訓練場が昼のように輝き、教官も高官も叫んだ。
「目がァァァァァァ!!!」
「ハゲが太陽だッ!!」
グラナードは満足げに腕を組み、呟いた。
「いい……この馬鹿さ加減が王国を混乱させる」
◇
数日後、王都中心街の広場。
昼下がりの陽気な市場に、突如として人の波が集まり始めた。
「勇者だ!」
「今度は三人出たぞ!」
商人たちが口々に叫ぶ。
果物屋のおばさんは手を止め、子どもたちはパンを抱えて走り出した。
「また全裸か?」
「うちの店の前でやるなよ、客が逃げる!」
「いや、見物客が増えるかも」
「商魂たくましいな!」
市民たちがわいわいと集まり、広場はちょっとした祭り騒ぎに。
舞台の上には三人の影――チビ、ノッポ、ハゲ。
「我らこそ真の勇者! 三勇者シゲルズ!!」
その名乗りに、一瞬の静寂。
……次の瞬間、大爆笑。
「シゲルズって!」
「増えてるやん!」
「あのハゲ、輝きすぎ!」
子どもたちは指を差して笑い、露店の主人まで手を叩いて笑っている。
「行けぇー!チビ!」
「ハゲー!まぶしいー!」
リオナは腕を組み、深くため息をついた。
「……ほんと、どこまで脱ぐのこの国」
俺は顔を覆いながら呟いた。
「関係ないけど、俺のせいにされる未来が見える……」
ステージの上で三兄弟が組体操を始める。
チビが支え、ノッポが伸び、ハゲが頂上で仁王立ち。
「三位一体! 光頭三連星ェェェ!!!」
ピカァァァァァァン!!
光が炸裂。
パン屋の看板が焦げ、猫が跳ね上がり、ハトが真っ逆さまに落ちてきた。
「ぎゃあああ!」
「パンが黒焦げに!」
「水、誰か水ーっ!」
リオナの眉がピクリと動く。
「こいつら……本気で燃やす気?」
そして剣を抜いた。
剣の腹をひらりと返し、リオナは跳び上がる。
そのまま、振りかぶって――
パァァァァァンッ!!!
ハゲの頭に剣の腹が炸裂。
乾いた音が王都中に響き、光がパッと消えた。
ハゲは空中を一回転し、広場の噴水に着水。
「兄貴ィィィィ!!」
「うわ、今の音スカッとしたな!」
「見ろ、ハゲから虹が出てるぞ!」
人々は大笑い。
エルナは呆然としながら呟く。
「ま、また……裸の人たちが……」
俺は頭を掻いて苦笑した。
「エルナ、気にするな。
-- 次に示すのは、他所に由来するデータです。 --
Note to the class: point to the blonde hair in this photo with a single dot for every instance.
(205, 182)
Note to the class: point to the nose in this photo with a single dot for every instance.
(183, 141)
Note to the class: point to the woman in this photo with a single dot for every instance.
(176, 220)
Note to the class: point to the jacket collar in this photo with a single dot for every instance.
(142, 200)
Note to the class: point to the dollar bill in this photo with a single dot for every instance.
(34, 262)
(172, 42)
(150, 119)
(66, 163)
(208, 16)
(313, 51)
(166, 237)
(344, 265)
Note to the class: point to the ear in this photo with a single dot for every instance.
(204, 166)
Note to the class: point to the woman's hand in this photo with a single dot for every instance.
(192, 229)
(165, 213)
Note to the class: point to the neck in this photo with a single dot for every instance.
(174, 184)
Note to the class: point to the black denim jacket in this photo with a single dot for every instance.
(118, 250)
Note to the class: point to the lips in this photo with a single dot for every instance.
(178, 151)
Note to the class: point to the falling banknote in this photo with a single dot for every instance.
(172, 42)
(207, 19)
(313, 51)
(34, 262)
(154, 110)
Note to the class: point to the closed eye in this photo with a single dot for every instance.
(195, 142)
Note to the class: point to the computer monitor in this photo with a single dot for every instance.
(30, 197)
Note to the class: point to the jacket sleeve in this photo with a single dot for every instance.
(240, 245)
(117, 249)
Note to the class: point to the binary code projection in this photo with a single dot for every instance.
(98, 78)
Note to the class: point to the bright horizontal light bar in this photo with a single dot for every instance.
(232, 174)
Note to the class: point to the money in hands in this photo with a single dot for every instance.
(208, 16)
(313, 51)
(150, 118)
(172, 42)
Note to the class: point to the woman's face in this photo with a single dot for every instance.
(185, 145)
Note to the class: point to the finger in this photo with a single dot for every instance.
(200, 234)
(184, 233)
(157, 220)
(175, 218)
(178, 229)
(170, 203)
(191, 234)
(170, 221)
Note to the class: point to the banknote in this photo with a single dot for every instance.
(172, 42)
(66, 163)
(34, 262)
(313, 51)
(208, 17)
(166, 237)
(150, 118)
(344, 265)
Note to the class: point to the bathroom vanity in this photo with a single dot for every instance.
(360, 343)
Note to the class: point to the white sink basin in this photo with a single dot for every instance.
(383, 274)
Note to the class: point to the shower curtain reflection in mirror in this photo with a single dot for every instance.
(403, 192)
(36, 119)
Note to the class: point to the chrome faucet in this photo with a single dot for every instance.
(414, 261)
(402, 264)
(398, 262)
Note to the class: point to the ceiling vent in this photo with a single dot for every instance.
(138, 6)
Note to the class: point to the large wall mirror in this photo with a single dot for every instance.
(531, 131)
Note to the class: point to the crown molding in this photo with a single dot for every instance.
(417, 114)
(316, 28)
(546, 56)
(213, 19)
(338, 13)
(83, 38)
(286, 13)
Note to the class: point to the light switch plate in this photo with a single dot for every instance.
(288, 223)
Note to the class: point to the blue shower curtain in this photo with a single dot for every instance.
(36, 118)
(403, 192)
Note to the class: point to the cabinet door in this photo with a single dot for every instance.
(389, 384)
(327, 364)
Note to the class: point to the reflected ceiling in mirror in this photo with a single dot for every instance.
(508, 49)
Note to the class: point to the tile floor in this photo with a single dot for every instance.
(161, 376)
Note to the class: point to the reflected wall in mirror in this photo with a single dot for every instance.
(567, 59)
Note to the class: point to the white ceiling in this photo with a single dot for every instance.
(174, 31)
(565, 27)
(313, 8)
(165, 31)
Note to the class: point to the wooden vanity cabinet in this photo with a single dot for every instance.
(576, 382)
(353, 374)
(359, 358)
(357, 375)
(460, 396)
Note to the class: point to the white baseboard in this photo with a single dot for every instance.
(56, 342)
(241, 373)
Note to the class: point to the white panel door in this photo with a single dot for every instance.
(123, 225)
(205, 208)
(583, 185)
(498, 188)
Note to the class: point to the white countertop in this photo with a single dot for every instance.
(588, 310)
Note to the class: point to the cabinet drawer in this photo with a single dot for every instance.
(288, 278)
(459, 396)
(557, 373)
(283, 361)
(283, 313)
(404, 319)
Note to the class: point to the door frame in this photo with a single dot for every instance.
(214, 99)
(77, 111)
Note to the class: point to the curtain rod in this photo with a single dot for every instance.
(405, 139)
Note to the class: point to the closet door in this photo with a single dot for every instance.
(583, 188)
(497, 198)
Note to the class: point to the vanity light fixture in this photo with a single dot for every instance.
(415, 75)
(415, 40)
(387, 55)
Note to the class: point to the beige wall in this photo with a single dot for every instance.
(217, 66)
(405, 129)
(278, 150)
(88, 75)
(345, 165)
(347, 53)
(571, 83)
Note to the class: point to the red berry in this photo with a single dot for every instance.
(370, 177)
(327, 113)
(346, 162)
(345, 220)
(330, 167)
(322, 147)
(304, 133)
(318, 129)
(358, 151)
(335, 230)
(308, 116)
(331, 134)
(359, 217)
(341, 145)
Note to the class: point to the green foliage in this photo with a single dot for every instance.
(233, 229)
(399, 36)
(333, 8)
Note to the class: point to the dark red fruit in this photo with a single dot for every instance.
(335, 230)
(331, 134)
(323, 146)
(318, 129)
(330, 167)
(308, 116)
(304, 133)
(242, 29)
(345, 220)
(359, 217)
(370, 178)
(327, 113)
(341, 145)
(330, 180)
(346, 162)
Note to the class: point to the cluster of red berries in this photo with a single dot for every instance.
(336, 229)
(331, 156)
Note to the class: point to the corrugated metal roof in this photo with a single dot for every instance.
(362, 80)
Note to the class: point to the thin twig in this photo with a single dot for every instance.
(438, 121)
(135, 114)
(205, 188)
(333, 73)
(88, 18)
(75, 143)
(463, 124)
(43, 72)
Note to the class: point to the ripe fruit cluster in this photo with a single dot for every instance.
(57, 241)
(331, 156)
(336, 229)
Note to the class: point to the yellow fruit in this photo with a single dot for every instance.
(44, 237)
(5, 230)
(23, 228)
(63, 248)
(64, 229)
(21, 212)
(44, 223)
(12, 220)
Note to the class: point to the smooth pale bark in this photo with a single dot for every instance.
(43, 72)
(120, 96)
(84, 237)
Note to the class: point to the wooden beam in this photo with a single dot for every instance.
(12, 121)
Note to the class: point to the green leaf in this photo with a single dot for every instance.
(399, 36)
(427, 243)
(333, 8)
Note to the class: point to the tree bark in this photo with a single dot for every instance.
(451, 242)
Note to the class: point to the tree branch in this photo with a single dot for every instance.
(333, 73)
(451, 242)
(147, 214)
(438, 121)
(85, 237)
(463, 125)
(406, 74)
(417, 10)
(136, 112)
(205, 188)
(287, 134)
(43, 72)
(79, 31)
もはや恒例行事だ」
◇
夕暮れのなか、捕らえられた三兄弟は広場の隅で反省文を書いていた。
『二度と人前で全裸にはなりません』
市民たちは笑顔で帰っていく。
子どもが地面に描いた落書きには、こう書かれていた。
“ひかるはげのゆうしゃさいこう!”
リオナは腕を組んで小さく笑った。
「まあ……平和ってことね」
エルナは頬に手を当てながら微笑む。
「笑いの力って、すごいですね」
俺は空を見上げ、ため息をつく。
「もう、どこまで行っても恥しか残らない気がする……」
その瞬間、頭の中に神の声が響いた。
『ふむ、三人は良いな。今度は五人にしてみようか』
「やめろ神ィィィッ!!!」
風が吹き、広場に笑い声が響いた。
それは、戦いよりも確かな“平和”の証だった。